We're not super wealthy, and I wanted my child to have a little bit more in life than I had. My childhood was not horrible, but we never really went anywhere, and for reasons I am not 100% sure about. So there's not really a sense of blame here. If we had more than one child, our resources would be stretched thinner and I was not fond of that. Nor did I want my husband gone longer than he already was to provide for another baby, that we did not need to have. Kids are not dying by 5 years old anymore, and we are already over populated.

Abigail was the prime example of a super easy baby/kid. She breastfed easily until 16 months. Always ate her food. Slept through the night by 6 weeks. Was fully potty trained (yes, even overnight) by 2. Adults would go out of their way to tell me how crazy it was that they could have a full blown conversation with a 2 year old. She has a super sweet nature, loves life and listens like a champ. (She does push her Daddy's buttons though) Having another was a gamble, I already suffer from mental health issues (and we won't even bring up the post-partum I dealt with, scariest shit in my life), I couldn't imagine having another who was opposite of her. Heck, or even slightly different. I personally would not have been able to handle it. 

My husband and I met in high school.
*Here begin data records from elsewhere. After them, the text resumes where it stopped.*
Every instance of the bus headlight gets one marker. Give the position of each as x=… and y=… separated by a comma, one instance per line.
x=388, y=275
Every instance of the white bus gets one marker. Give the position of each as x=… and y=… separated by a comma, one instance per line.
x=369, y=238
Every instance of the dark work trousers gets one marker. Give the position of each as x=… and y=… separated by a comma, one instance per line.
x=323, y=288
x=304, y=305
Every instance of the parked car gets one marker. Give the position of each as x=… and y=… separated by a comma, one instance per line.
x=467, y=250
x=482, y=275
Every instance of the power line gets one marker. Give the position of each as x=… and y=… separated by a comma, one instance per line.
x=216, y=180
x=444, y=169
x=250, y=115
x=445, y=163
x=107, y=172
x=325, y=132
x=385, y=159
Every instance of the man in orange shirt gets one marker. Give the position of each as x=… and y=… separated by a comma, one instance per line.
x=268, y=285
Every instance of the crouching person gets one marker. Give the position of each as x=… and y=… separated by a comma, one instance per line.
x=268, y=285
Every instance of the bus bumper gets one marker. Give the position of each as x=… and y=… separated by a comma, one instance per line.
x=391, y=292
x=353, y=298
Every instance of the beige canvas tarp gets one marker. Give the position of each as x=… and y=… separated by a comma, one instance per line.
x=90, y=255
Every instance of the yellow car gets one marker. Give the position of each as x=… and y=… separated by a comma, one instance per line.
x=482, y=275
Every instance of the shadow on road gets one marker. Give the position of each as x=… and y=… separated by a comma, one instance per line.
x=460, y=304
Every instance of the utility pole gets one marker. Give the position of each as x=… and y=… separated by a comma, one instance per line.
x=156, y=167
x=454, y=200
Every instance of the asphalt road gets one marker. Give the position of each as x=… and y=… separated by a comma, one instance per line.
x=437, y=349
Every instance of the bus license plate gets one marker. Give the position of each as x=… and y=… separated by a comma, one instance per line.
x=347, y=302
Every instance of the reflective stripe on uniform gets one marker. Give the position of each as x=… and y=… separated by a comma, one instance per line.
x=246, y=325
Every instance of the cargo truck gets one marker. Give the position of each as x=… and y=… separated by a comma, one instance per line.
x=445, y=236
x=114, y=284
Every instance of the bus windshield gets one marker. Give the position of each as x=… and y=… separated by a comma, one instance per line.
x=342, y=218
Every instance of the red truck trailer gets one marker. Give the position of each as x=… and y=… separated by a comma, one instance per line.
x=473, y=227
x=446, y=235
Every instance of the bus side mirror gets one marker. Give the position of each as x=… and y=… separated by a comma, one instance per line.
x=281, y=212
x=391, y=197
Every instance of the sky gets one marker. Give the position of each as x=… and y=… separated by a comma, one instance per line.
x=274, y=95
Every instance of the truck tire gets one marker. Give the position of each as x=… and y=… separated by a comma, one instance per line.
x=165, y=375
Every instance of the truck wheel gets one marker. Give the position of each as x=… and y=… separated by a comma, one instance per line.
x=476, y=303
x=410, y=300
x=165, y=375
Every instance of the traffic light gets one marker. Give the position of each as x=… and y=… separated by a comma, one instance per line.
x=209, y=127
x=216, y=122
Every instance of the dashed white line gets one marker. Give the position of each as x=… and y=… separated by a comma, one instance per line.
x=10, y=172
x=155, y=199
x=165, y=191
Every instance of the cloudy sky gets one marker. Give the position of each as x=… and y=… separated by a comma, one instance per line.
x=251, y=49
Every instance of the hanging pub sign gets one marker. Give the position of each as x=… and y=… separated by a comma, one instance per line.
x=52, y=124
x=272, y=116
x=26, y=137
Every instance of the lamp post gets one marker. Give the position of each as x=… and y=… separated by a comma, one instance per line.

I would not call us sweethearts, but rather two confused souls who found each other to be perfect. We have had many years of conversations and amazing growth in our relationship, that we are yearning for the days that we can have romantic date nights again. Mini get-aways and uninterrupted moments. We (God willing) will have that sooner than we would have, if we had more kids.

I have a lot of freedom during my days. Yes, I obviously have to feed my kid, wipe her butt and get her ready if we need to go somewhere, but other than that, she's got her own little mind and goes off into her own little world. She's highly creative and imaginative (Have you met Punga and Ruby?). I have never sat her down and taught her anything, yet she can write letters, knows the alphabet and can count. She's very smart because she observes and listens to everything and everyone. She has her days when she wants some cuddle sessions, which don't bother me a bit, and sometimes she wants to help me clean, but other than that I have my own life. I treasure that, I don't feel guilt. I was not meant for motherhood, in theory, but that's for a different post.

So maybe these individuals who felt the need to throw shade at someone with only one child, is partly envying my lifestyle (or that it looks "easy" ...Mind you, I have bad anxiety, so what is deemed easy to one, is not to me)? Maybe they could not come up with something else negative to say, because I have not thrown any negative energy into the air in a long time, so it was an easy blow. What ever their reason, always remember. We both had the same CHOICE and DECISIONS. I chose mine and well, you chose yours.